Lors de sa déclaration de ruches, réalisé sur le site de la Région, ce dernier a découvert la marque régionale « Ma Région, ses terroirs » et les aides proposées. À l’avenir, l’apiculteur projette d’investir dans du nouveau matériel, dans un local de stockage du miel, notamment afin de le déshydrater pour éviter la cristallisation au printemps.
La galère de la vente directe

« Pas besoin d’avoir 400 colonies. Je passe plus de temps sur les ruches pour m’assurer de leur bonne santé et cela me permet d’avoir une meilleure productivité", avance Damien Bertrand. ©ME-AD26
Si l’agriculteur avait bien travaillé son business plan, il ne pensait pas autant batailler à établir son circuit de commercialisation. « Je conseille aux jeunes qui veulent faire de la vente directe de faire une liste de dix commerces et de les appeler avant de se lancer sur ce business là. Sur dix appels, si nous avons deux réponses positives, nous pouvons s’estimer contents, expose le nouvel installé. Commercial, c’est un autre métier. Il y a d’autres producteurs sur le territoire qui font aussi de bons produits, c’est difficile de se démarquer ».

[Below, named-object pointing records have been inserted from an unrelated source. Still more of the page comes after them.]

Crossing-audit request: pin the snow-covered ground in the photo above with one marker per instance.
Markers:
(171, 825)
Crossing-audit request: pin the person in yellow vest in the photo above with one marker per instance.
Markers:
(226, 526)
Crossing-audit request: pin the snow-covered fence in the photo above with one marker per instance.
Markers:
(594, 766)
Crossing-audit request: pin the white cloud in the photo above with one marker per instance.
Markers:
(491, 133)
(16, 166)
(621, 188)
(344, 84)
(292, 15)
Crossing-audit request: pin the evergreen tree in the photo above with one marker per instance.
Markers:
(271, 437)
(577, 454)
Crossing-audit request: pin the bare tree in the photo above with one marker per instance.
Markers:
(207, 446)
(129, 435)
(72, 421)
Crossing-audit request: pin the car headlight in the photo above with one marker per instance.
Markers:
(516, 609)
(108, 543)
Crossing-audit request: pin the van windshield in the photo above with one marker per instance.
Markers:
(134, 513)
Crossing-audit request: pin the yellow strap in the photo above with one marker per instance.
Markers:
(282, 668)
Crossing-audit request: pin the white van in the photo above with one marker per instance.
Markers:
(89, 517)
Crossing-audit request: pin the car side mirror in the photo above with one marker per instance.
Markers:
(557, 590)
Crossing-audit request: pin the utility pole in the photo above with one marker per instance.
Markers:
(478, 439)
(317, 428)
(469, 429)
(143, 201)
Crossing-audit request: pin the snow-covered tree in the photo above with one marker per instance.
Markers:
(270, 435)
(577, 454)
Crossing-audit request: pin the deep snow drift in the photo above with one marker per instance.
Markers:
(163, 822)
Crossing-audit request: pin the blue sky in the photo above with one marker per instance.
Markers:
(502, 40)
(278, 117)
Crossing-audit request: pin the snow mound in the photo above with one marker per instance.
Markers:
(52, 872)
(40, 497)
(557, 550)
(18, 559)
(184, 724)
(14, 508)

L’exploitant ne se rend plus sur les marchés car la rentabilité il y est trop aléatoire. Ainsi, il vend actuellement sa production au rayon épicerie de Game Vert à Crest, dans une boulangerie de Bourdeau, au magasin de producteurs de chez Matt et Lili, au relais des mousquetaires et lors des foires. Damien Bertrand vend toutefois 50 % de sa production à domicile. Il envisage d’ailleurs de créer une boutique sur la ferme.